UN warns of ‘looming hunger catastrophe’ due to Russian blockade

Number of people classed as ‘acutely food insecure’ by UN before Covid was 130 million, but after Covid this number rose to 276 million

David Beasley said the current food affordability crisis is likely to turn into an even more dangerous food availability crisis next year unless solutions are found. Photograph: Patrick T Fallon/AFP/Getty Images
David Beasley said the current food affordability crisis is likely to turn into an even more dangerous food availability crisis next year unless solutions are found. Photograph: Patrick T Fallon/AFP/Getty Images

A looming hunger catastrophe is set to explode over the next two years, creating the risk of unprecedented global political pressure, the director of the UN World Food Programme has warned.
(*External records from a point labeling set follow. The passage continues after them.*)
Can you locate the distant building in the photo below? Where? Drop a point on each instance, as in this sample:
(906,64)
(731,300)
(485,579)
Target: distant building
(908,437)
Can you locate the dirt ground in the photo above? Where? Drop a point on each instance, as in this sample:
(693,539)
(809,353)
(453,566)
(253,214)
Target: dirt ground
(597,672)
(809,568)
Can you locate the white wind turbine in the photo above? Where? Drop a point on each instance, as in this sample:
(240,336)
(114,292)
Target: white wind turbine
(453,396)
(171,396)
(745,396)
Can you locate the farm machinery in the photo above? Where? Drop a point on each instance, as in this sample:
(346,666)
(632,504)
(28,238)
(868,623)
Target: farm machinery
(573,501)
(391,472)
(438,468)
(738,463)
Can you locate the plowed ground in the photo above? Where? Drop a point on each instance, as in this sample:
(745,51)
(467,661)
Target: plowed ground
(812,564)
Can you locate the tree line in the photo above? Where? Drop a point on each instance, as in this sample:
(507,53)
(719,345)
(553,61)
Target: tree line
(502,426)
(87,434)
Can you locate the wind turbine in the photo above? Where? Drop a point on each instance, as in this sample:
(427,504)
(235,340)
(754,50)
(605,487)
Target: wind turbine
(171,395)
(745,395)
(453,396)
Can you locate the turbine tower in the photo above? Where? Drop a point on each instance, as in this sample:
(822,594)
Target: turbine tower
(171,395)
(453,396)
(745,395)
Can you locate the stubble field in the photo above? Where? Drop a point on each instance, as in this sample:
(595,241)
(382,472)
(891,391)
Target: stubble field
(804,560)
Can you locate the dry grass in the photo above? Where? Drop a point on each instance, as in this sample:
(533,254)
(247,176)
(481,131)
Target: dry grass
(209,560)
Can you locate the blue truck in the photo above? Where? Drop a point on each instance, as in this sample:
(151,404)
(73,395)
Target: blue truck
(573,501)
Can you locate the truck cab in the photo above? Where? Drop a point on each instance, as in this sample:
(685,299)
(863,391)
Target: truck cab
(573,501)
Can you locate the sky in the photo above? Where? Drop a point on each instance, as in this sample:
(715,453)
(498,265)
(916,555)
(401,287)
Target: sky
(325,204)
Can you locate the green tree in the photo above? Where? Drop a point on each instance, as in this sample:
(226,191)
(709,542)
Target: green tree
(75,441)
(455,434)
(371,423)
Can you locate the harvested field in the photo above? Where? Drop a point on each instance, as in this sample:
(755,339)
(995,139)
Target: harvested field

Calling for short- and long-term reforms — including an urgent lifting of the blockade on 25 million tonnes of Ukrainian grain trapped by a Russian blockade — David Beasley said the current food affordability crisis is likely to turn into an even more dangerous food availability crisis next year unless solutions are found.

The number of people classed as “acutely food insecure” by the UN before the Covid crisis was 130 million, but after Covid this number rose to 276 million.

Writing a preface to a new pamphlet from the Blair Institute on the looming hunger crisis, Mr Beasley said: “This number has increased to 345 million due to the Ukraine crisis. And a staggering 50 million people in 45 countries are now just one step from famine.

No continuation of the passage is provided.